Cinq choses à savoir sur cette ressource abondante mais limitée au regard d'une utilisation en forte croissance :
Extraction triplée en 20 ans
Le sable est, en volume, la ressource naturelle la plus exploitée au monde, après l'eau: chaque année environ 50 milliards de tonnes de sable, de gravier et de roche concassée sont extraites ou produites, selon le Programme des Nations-Unies pour l'Environnement (PNUE).
"C'est l'équivalent de la construction, chaque année, d'un mur de 27 mètres de haut et de large tout au long de la ligne de l'équateur", selon le responsable données du PNUE à Genève, Pascal Peduzzi.
L'utilisation du sable a triplé en l'espace de 20 ans en raison de l'urbanisation, de la hausse de la population, de la croissance économique et du changement climatique, liste le PNUE dans son rapport "Sable et durabilité : 10 recommandations stratégiques pour éviter une crise".
A quoi sert le sable ?
Sable et gravier sont la matière première de base pour fabriquer le béton : il y a plus d'une tonne de sable et de gravier dans un mètre cube de béton.
Il faut compter 100 à 300 tonnes de sable et gravier pour fabriquer une maison et 30.000 tonnes pour réaliser un kilomètre d'autoroute car c'est aussi l'élément clé pour réaliser l'enrobé des routes.
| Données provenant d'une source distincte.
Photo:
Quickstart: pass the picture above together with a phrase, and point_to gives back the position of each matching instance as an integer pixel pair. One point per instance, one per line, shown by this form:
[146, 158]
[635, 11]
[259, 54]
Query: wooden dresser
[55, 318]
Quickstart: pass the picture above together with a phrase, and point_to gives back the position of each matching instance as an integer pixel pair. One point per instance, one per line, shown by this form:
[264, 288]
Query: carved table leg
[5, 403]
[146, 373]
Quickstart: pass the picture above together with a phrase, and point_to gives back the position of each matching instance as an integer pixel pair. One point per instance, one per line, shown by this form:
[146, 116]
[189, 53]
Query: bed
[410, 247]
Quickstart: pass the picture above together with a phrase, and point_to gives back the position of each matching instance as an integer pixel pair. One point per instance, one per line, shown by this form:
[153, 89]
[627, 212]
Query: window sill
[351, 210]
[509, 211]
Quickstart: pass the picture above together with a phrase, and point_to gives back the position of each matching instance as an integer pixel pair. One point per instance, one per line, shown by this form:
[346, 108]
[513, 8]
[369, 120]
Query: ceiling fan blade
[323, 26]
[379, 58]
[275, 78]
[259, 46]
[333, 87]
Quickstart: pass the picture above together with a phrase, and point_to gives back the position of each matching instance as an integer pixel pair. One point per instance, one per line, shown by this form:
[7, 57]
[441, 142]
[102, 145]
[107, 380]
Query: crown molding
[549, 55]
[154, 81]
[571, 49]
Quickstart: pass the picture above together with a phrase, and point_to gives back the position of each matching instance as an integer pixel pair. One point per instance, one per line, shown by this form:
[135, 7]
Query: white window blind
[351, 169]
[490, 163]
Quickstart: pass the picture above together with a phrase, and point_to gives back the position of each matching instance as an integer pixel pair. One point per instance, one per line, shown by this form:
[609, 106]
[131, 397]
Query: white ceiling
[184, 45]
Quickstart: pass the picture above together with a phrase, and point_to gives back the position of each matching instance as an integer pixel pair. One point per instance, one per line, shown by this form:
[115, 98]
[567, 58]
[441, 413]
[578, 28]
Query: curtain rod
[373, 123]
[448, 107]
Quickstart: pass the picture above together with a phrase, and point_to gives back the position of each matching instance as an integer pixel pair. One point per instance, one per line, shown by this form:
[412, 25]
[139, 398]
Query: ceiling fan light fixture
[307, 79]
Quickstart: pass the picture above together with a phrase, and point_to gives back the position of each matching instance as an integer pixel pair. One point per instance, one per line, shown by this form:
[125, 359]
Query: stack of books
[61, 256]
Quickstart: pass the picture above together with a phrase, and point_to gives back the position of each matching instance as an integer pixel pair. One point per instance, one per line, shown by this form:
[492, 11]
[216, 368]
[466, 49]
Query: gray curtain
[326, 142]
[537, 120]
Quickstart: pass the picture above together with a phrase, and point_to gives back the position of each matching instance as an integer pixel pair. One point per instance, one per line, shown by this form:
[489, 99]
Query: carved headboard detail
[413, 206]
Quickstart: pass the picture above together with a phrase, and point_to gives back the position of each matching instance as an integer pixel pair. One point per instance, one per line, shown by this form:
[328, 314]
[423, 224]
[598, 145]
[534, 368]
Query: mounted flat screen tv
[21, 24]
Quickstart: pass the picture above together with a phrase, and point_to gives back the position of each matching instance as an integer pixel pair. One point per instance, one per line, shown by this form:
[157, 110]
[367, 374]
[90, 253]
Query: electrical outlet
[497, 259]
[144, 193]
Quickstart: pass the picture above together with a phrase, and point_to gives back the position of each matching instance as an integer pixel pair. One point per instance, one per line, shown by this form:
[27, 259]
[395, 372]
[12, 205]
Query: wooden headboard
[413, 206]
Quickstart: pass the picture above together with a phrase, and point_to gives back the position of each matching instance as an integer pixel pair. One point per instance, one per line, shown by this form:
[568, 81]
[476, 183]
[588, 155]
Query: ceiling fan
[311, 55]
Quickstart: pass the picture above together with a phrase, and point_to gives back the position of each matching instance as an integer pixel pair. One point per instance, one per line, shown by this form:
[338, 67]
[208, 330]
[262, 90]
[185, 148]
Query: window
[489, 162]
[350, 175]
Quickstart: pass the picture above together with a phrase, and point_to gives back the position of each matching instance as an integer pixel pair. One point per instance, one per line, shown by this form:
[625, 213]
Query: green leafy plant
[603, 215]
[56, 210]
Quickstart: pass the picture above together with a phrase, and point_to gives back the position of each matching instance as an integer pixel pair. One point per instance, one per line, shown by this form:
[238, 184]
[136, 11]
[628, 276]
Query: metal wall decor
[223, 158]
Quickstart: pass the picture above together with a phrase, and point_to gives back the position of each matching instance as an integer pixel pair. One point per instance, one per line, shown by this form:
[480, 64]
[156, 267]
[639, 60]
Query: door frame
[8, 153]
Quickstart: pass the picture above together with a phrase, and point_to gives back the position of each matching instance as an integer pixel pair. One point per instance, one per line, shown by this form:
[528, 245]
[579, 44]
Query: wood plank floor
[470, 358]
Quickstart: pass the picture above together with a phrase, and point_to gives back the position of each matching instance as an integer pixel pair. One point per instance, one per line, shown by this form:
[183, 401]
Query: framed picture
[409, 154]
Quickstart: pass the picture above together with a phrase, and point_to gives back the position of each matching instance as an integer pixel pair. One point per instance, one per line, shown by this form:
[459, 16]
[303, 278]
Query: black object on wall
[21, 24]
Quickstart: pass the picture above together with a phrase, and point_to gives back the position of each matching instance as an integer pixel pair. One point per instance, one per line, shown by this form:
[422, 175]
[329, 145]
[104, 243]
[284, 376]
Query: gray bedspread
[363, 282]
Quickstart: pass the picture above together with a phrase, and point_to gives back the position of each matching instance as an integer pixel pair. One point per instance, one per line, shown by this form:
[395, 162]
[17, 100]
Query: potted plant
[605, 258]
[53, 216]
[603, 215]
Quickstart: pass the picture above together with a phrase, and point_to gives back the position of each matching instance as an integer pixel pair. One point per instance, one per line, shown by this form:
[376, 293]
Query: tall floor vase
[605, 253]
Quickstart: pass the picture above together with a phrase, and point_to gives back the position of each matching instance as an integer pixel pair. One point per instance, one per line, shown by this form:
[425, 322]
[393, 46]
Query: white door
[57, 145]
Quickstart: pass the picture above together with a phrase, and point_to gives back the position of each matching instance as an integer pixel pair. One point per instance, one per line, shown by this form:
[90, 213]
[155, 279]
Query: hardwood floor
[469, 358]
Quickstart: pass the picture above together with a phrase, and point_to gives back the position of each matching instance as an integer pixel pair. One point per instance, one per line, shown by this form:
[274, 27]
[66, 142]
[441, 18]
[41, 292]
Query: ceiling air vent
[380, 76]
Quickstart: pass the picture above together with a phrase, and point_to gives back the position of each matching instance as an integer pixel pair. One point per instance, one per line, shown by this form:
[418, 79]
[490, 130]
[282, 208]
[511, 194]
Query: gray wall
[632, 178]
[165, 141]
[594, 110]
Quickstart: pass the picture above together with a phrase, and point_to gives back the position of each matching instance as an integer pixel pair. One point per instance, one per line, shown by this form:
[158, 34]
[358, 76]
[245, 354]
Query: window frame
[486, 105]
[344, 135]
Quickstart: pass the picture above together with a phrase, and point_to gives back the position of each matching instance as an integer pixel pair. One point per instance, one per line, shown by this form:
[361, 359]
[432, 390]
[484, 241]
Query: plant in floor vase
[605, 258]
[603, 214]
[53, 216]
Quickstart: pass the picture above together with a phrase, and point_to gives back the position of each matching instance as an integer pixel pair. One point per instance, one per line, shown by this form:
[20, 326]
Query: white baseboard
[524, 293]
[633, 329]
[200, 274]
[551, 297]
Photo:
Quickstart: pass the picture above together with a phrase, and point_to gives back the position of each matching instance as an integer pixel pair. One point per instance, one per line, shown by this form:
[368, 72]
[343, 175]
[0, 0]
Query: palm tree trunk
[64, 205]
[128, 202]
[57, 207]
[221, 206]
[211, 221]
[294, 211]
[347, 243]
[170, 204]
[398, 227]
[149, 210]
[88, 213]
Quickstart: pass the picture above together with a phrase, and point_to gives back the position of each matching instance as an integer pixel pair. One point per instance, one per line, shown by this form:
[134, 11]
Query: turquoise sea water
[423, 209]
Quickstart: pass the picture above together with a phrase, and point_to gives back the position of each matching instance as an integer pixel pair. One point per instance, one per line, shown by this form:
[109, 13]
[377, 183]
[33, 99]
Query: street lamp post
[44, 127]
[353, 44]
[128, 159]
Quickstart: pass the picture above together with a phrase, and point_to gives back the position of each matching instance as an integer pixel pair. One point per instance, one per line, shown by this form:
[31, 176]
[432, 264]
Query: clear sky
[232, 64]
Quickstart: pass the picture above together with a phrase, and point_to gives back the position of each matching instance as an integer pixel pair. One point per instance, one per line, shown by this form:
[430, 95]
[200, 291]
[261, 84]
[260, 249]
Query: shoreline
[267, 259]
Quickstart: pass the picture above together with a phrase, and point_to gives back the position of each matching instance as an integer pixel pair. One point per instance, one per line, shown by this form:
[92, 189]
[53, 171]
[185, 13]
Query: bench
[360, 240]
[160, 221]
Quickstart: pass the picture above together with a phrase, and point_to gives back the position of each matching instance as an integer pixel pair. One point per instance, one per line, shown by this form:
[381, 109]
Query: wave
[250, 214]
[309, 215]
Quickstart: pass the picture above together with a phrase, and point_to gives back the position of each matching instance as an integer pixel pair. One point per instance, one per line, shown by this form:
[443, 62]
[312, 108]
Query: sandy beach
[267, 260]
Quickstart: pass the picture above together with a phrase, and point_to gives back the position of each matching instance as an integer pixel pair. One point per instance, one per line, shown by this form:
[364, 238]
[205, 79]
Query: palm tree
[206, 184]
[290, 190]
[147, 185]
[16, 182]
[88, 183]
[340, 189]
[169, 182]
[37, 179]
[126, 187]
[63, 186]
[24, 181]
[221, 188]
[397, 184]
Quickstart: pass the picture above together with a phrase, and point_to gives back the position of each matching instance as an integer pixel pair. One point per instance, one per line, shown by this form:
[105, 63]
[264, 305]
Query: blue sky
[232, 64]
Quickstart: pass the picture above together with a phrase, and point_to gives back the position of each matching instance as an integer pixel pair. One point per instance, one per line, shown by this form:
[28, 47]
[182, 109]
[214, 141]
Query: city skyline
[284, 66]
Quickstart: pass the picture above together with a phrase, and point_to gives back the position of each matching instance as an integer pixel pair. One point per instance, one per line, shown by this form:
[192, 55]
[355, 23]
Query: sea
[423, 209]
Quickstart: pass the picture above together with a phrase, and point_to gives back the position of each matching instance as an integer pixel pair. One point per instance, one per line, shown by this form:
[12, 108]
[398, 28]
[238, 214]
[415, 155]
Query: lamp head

Il sert également à filtrer l'eau dans les stations d'épuration ou encore pour les opérations de poldérisation qui consistent à gagner des terres sur la mer.
C'est enfin un matériau primordial pour l'industrie : le verre est constitué à 70% de sable. Il est également utilisé pour fabriquer des produits cosmétiques, des détergents et c'est l'élément de base du silicone.
Où extrait-on le sable ?
Plus de la moitié du sable utilisé dans le monde va au secteur de la construction. En raison de leurs propriétés physico-chimiques, les grains de sable des déserts, trop lisses et trop ronds, sont impropres pour le BTP.
Ainsi l'Arabie saoudite et les Emirats Arabes Unis ont dû importer du sable d'Australie pour réaliser des grands projets d'infrastructure comme ceux de Dubaï.
La majorité du sable utilisé provient de carrières terrestres, de lits de rivières ou fleuves, de l'exploitation côtière sur les plages ou encore de l'extraction en mer à l'aide de navires spécialisés dit "sabliers".
Chine et Inde, les deux géants du sable
Chine et Inde sont les deux premiers producteurs mondiaux de sable: sur une production mondiale annuelle de sable (au sens strict, sans inclure graviers et pierres broyées) d'environ 12 milliards de tonnes, la Chine extrait environ 7 milliards de tonnes par an et l'Inde un peu moins d'un milliard de tonnes. Le numéro trois mondial, les Etats-Unis, affiche une production inférieure à 300 millions de tonnes (chiffres 2018 tirés du travail universitaire belge "Mapping Global Sand").
En Europe, les principaux pays producteurs de sable et gravier sont la Russie, la Hongrie, l'Allemagne, la Pologne et la France (114 millions de tonnes), d'après les chiffres 2022 de l'association européenne du secteur Aggregates Europe – UEPG.
Ressource abondante mais limitée
Le sable a beau sembler être une ressource abondante, ses quantités exploitables sont limitées face à une demande mondiale en forte croissance.
Il faut plusieurs milliers voire millions d'années pour produire le sable des plages, or aujourd'hui le niveau d'extraction dépasse le taux de formation et de remplacement naturel du sable.
En certains endroits de la planète, l'extraction effrénée de sable a déjà produit des désastres environnementaux comme dans le delta du Mékong où son exploitation sauvage a provoqué l'érosion accélérée des berges. C'est aussi le cas sur les côtes marocaines où les prélèvements illégaux de sable par des trafiquants ont transformé des plages en paysages rocheux.
Le PNUE préconise des réglementations plus efficaces pour préserver cette "ressource cruciale" ainsi que la mise en place d'alternatives comme la transformation des résidus des mines en gravier et sable.